Accuracy of the freehand pass technique for ventriculostomy catheter placement: retrospective assessment using computed tomography scans.

作者信息

Huyette David R, Turnbow Benjamin J, Kaufman Christian, Vaslow Dale F, Whiting Benjamin B, Oh Michael Y

机构信息

Department of Radiology, University of Missouri Health Care, Columbia, USA.

出版信息

J Neurosurg. 2008 Jan;108(1):88-91. doi: 10.3171/JNS/2008/108/01/0088.

DOI:10.3171/JNS/2008/108/01/0088
PMID:18173315
Abstract

OBJECTIVES

The standard method of ventriculostomy catheter placement is a freehand pass technique using surface anatomical landmarks. This study was undertaken to determine the accuracy of successful ventriculostomy procedures performed at a single institution's intensive care unit (ICU).
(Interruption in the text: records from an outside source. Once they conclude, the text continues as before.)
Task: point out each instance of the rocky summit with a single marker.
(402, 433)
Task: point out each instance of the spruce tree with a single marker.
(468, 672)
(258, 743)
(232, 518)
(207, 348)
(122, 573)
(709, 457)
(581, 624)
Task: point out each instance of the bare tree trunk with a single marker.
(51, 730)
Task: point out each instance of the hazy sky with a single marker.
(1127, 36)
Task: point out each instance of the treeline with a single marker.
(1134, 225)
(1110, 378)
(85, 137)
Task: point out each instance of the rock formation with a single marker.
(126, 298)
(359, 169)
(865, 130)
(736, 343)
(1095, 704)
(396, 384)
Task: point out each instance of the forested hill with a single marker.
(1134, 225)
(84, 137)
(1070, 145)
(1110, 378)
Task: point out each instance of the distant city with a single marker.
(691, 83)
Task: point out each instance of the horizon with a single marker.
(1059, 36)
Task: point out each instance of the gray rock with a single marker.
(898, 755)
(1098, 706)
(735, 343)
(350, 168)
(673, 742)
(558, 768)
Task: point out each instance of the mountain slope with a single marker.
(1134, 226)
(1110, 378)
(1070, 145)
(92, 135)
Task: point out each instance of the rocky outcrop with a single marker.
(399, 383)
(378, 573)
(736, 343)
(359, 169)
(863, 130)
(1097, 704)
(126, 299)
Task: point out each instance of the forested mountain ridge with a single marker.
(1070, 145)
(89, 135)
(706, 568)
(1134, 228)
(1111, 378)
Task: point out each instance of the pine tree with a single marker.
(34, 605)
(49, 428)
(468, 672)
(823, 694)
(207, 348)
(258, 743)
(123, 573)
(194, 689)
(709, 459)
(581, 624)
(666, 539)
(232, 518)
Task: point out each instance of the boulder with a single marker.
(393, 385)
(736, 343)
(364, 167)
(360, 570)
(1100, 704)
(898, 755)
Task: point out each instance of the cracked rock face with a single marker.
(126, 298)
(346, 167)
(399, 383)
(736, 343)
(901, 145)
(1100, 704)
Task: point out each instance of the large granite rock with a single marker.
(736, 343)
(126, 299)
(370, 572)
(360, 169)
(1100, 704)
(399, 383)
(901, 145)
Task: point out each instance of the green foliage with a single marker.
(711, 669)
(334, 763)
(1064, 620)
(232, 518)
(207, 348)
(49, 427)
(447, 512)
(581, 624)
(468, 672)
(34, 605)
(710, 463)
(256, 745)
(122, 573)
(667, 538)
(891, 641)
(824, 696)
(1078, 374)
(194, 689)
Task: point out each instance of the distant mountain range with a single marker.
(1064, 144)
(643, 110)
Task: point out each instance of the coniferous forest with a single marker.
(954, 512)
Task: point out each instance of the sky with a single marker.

The authors hypothesized that use of surface anatomical landmarks alone with successful results frequently do not correlate with desirable catheter tip placement.

METHODS

Retrospective evaluation was performed on the head computed tomography (CT) scans of 97 patients who underwent 98 freehand pass ventriculostomy catheter placements in an ICU setting. Using the postprocedure CT scans of the patients, 3D measurements were made to calculate the accuracy of ventriculostomy catheter placement.

RESULTS

The mean distance (+/- standard deviation [SD]) from the catheter tip to the Monro foramen was 16 +/- 9.6 mm. The mean distance (+/- SD) from the catheter tip to the center of the bur hole was 87.4 +/- 14.0 mm. Regarding accurate catheter tip placement, 56.1% of the catheter tips were in the ipsilateral lateral ventricle, 7.1% were in the contralateral lateral ventricle, 8.2% were in the third ventricle, 6.1% were within the interhemispheric fissure, and 22.4% were within extraventricular spaces.

CONCLUSIONS

The accuracy of freehand ventriculostomy catheterization at the authors' institution typically required 2 passes per successful placement, and, when successful, was 1.6 cm from the Monro foramen. More importantly, 22.4% of these catheter tips were in nonventricular spaces. Although many neurosurgeons believe that the current practice of ventriculostomy is good enough, the results of this study show that there is certainly much room for improvement.

摘要

目的

脑室造瘘导管置入的标准方法是使用体表解剖标志的徒手穿刺技术。本研究旨在确定在单一机构的重症监护病房(ICU)进行的成功脑室造瘘手术的准确性。作者推测,仅使用体表解剖标志且结果成功时,往往与理想的导管尖端位置不相关。

方法

对在ICU环境中接受98次徒手穿刺脑室造瘘导管置入的97例患者的头部计算机断层扫描(CT)进行回顾性评估。利用患者术后的CT扫描进行三维测量,以计算脑室造瘘导管置入的准确性。

结果

导管尖端到室间孔的平均距离(±标准差[SD])为16±9.6mm。导管尖端到钻孔中心的平均距离(±SD)为87.4±14.0mm。关于导管尖端的准确位置,56.1%的导管尖端位于同侧侧脑室,7.1%位于对侧侧脑室,8.2%位于第三脑室,6.1%位于大脑半球间裂内,22.4%位于脑室外间隙。

结论

在作者所在机构,徒手脑室造瘘置管的准确性通常是每次成功置管需要穿刺2次,成功时距室间孔1.6cm。更重要的是,这些导管尖端中有22.4%位于非脑室空间。尽管许多神经外科医生认为目前的脑室造瘘做法已经足够好,但本研究结果表明仍有很大的改进空间。